On the heals of TypePad’s 18 hour outage this week, there’s been (and will be) a lot of continued discussion about how to build scalable and reliable online / web-based applications. This is not a new problem (I not so fondly remember major and systemic outages in large services such as eBay and Amazon in the late 1990’s) but it’s gotten new attention as some of the emerging applications have scaled up the point as to have an interesting numbers of regular users (e.g. – it sucks if their service goes down for more than 15 minutes). For example, as far as I can tell, del.icio.us has been down for the last four hours (“del.icio.us is down for emergency maintenance. we’ll be back as soon possible.”) and on 12/15/05 Bloglines acknowledged that “Bloglines performance has sucked eggs lately.”

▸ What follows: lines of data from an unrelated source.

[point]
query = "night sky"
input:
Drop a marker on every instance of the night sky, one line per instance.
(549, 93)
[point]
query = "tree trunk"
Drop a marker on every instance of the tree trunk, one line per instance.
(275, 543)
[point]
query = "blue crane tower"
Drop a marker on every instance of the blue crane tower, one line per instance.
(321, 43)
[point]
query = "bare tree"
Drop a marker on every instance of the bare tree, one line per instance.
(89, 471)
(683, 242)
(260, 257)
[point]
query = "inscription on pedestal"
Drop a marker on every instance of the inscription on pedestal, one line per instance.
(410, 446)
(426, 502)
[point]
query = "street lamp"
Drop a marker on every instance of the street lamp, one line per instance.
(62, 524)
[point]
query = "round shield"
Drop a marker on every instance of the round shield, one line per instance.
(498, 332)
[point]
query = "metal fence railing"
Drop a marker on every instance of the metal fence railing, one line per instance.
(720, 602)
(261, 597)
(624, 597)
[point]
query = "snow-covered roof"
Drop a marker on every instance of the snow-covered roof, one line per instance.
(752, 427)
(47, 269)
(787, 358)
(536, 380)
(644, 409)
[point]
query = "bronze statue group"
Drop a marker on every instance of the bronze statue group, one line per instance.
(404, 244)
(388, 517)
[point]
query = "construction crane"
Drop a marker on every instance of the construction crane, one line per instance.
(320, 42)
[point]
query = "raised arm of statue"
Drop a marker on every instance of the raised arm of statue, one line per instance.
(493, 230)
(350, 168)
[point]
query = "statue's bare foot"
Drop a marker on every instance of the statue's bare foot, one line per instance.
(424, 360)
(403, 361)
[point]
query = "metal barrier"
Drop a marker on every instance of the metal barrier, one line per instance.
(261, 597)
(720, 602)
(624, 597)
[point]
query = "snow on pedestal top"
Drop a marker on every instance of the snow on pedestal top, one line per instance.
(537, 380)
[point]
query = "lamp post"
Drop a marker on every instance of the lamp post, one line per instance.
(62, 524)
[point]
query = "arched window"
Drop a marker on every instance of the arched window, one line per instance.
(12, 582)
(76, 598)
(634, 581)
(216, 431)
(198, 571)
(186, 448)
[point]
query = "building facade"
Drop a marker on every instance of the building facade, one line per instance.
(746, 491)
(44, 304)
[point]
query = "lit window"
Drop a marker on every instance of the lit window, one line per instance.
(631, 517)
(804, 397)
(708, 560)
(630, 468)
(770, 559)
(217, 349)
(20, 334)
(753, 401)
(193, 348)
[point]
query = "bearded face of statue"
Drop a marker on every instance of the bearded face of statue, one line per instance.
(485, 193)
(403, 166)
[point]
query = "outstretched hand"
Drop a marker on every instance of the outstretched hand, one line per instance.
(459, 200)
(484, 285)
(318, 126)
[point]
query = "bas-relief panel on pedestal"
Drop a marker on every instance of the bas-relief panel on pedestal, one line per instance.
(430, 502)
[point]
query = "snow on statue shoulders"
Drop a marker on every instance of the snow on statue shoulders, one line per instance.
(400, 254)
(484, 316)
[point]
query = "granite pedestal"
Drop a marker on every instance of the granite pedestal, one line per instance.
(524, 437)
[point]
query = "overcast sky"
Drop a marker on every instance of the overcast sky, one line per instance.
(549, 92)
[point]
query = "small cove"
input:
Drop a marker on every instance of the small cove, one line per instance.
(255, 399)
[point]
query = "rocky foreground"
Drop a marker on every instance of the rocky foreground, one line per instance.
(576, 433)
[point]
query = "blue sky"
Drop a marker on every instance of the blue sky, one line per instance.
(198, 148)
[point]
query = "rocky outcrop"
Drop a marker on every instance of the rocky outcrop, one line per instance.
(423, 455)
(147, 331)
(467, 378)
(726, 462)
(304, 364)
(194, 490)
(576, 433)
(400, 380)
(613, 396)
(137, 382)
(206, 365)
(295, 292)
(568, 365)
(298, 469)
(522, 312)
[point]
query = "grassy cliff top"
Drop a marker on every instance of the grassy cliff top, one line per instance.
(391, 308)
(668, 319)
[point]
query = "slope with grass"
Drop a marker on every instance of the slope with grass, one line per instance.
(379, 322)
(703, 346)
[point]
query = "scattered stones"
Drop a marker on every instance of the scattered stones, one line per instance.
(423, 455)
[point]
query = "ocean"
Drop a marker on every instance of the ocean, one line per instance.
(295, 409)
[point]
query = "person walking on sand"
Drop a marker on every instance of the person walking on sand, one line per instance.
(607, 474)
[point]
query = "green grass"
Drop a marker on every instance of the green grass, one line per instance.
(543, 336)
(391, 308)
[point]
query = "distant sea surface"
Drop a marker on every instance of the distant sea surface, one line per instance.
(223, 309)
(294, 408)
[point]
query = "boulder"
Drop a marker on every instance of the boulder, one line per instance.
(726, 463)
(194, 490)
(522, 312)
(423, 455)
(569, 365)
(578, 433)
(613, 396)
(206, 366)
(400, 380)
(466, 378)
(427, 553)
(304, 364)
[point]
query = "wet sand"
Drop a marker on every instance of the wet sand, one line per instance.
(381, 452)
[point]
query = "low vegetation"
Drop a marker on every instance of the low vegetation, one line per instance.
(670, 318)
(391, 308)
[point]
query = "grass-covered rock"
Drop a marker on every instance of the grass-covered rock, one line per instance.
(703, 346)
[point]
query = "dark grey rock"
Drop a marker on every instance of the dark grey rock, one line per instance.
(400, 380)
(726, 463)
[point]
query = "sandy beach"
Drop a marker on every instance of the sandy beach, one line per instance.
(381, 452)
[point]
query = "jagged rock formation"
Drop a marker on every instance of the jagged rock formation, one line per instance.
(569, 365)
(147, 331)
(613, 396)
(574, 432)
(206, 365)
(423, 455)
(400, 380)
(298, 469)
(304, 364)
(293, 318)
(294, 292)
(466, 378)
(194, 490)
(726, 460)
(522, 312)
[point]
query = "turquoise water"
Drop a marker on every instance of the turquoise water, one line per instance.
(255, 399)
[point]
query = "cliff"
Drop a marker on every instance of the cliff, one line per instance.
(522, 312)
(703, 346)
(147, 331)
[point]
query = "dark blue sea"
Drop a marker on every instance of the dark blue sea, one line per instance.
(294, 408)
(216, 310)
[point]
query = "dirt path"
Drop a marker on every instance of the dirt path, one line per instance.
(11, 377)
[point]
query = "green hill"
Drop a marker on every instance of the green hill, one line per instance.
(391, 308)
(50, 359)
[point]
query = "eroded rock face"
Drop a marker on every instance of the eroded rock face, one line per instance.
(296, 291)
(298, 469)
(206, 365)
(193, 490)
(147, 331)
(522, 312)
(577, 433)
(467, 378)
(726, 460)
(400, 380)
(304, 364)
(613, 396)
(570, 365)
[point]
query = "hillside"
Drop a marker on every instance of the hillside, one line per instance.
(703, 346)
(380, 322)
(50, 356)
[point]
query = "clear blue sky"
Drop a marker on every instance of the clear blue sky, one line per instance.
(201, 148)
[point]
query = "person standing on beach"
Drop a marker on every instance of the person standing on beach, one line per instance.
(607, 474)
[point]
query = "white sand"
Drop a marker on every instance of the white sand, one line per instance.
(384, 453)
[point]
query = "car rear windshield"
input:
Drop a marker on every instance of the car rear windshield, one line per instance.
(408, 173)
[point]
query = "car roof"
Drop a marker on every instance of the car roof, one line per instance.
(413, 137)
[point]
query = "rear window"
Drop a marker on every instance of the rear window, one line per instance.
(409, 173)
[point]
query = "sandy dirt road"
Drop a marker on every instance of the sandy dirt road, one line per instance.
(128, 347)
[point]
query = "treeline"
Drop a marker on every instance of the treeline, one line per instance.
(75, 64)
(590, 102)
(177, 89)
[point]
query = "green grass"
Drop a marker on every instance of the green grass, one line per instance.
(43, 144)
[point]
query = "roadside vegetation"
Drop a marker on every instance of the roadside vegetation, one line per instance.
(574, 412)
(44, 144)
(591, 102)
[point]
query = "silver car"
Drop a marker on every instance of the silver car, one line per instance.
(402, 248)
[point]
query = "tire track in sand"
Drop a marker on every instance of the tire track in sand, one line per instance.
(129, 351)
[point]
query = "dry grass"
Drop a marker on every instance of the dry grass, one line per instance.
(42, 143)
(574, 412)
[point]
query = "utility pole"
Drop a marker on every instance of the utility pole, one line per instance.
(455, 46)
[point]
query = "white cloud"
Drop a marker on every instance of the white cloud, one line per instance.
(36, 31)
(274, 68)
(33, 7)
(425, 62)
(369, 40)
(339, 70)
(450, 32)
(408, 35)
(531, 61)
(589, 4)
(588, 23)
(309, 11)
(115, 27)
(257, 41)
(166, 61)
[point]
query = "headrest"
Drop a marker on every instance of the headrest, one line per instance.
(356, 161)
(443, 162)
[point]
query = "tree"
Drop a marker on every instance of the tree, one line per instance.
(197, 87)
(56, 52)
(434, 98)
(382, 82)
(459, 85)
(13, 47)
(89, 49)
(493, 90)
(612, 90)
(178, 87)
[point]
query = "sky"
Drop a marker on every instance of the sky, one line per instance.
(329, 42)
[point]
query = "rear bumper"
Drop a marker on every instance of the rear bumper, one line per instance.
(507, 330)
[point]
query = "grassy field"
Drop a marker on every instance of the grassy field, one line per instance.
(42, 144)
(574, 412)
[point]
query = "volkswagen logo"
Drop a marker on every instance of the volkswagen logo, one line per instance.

Tim Wolters – an extremely capable CTO – has an introduction to how he is approaching this at Collective Intellect. He’s taking a page from Google’s playbook and developing a web service based on a “shared nothing architecture.” On Friday, I had two different discussions about scalable architectures (e.g. “we’re going to scale up between 10x and 100x on a meaningful base in 2006 – here’s what we are planning”) and both included elements of what Tim is describing.
I expect we’ll hear a lot more about this in 2006 as a small percentage of the flood of web apps created in 2005 become popular enough to have real scale issues.